The only problem? Approximately 57 seconds later, the Dream Machine was generated trailer for Monster camp — an animated tale of furry creatures heading to sleepaway camp — features a slightly AI-stained but still recognizable Pixar Mike Wazowski Monster Inc. Many people noticed that many of the characters and their overall appearance were borrowed from the series, so questions quickly started pouring in.
Did you get a prompt asking for Pixar-style animation? Is he trained on materials containing works from the Disney studio? This general lack of transparency is one of the biggest concerns about this type of models, as Dream Machine joins Sora from OpenAI, Google Video Poetand Veo as one of many text-to-video AI tools unveiled in recent months.
Luma promoted its Dream Machine model as the future of filmmaking, offering “high-quality, realistic shots” created simply by typing prompts into a box. Watching videos of cars speeding down a crumbling highway or a tiny sci-fi movie with awkward narration, you can go some way to understanding why die-hard fans of the technology were quick to call it a cutting-edge innovation.

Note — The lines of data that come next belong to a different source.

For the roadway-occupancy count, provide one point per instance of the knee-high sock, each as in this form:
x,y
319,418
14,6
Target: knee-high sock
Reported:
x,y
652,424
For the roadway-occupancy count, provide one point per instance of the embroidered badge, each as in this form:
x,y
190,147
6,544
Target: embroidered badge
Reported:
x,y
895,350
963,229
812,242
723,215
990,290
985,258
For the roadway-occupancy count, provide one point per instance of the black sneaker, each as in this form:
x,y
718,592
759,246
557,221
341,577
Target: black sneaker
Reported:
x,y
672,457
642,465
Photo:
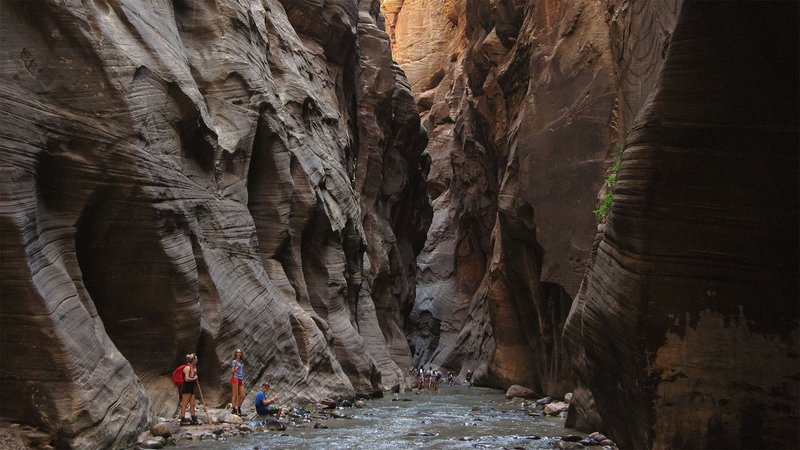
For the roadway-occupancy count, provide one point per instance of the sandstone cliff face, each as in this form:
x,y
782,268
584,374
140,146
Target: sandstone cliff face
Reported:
x,y
688,321
524,118
690,284
184,176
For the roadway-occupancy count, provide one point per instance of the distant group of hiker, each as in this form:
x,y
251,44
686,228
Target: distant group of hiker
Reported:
x,y
186,379
431,378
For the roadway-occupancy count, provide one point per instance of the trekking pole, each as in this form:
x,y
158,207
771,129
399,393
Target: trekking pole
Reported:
x,y
205,408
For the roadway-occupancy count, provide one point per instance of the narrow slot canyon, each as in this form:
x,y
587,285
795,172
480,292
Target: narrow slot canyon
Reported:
x,y
584,213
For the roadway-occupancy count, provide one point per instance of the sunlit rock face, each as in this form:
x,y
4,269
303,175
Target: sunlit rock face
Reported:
x,y
526,104
183,176
688,319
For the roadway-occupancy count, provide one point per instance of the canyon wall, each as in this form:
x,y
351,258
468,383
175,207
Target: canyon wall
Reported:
x,y
689,283
526,104
182,176
687,324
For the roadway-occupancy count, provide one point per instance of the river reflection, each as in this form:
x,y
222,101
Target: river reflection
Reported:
x,y
453,417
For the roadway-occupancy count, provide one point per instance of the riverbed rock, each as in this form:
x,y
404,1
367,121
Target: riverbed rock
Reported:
x,y
520,391
165,429
233,419
273,424
156,442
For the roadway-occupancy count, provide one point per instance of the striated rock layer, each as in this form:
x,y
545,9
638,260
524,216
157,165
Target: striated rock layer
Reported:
x,y
525,106
688,321
184,176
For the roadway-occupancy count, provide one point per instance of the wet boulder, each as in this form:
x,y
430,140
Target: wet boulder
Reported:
x,y
232,419
273,424
156,442
554,408
165,429
520,391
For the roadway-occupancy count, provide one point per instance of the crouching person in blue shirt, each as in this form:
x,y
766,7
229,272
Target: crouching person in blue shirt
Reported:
x,y
263,405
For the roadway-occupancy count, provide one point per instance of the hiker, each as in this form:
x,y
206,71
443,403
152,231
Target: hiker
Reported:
x,y
187,389
263,406
237,382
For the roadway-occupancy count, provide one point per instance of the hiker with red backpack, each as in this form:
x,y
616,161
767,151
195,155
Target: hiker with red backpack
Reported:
x,y
187,375
237,382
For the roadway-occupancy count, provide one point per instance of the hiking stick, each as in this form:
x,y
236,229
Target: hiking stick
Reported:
x,y
205,408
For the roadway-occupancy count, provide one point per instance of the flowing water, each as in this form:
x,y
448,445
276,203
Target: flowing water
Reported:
x,y
451,418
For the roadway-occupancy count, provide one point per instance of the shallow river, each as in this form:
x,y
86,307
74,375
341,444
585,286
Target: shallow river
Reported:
x,y
453,417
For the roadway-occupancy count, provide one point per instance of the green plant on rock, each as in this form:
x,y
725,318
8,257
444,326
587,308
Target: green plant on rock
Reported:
x,y
608,198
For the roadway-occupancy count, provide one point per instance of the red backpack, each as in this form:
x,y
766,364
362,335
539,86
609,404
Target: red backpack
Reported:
x,y
177,375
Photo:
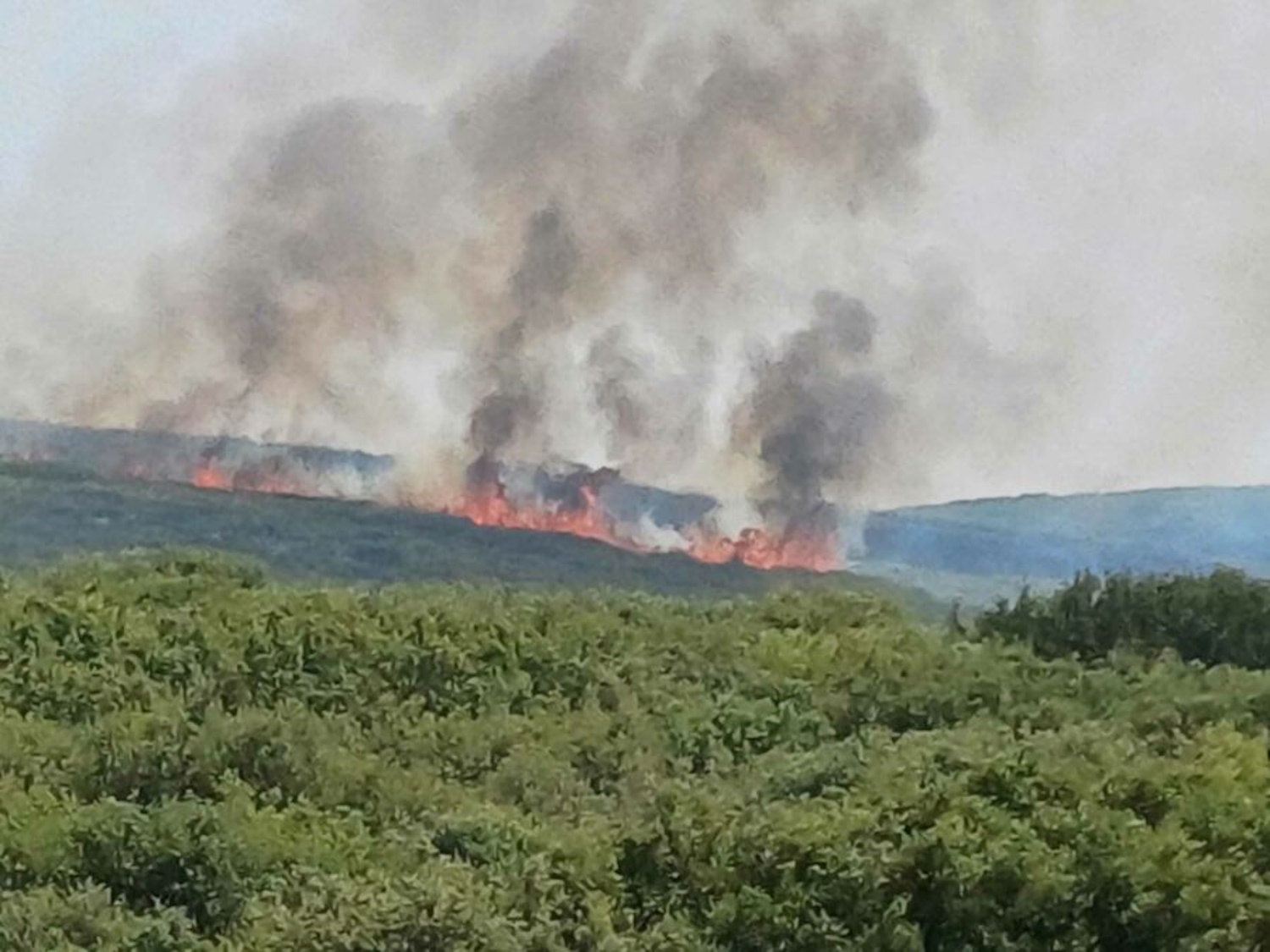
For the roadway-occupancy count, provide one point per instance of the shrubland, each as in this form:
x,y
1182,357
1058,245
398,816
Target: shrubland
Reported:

Currently, Luma encourages people to sign up and play Dream Machine for free, but the company also does this “Pro” and other levels that charge users for more features. We reached out to Luma for comment on the source of the footage of Dream Machine being trained on, but did not hear back by press time.
Disney has not publicly commented on Luma’s actions, and it is possible that the company did not even notice. But at a time when people are calling for greater transparency about the datasets that power AI tools like the ones Luma is building, things like Monster camp make it challenging not to view the generative AI ecosystem as prone to plagiarism.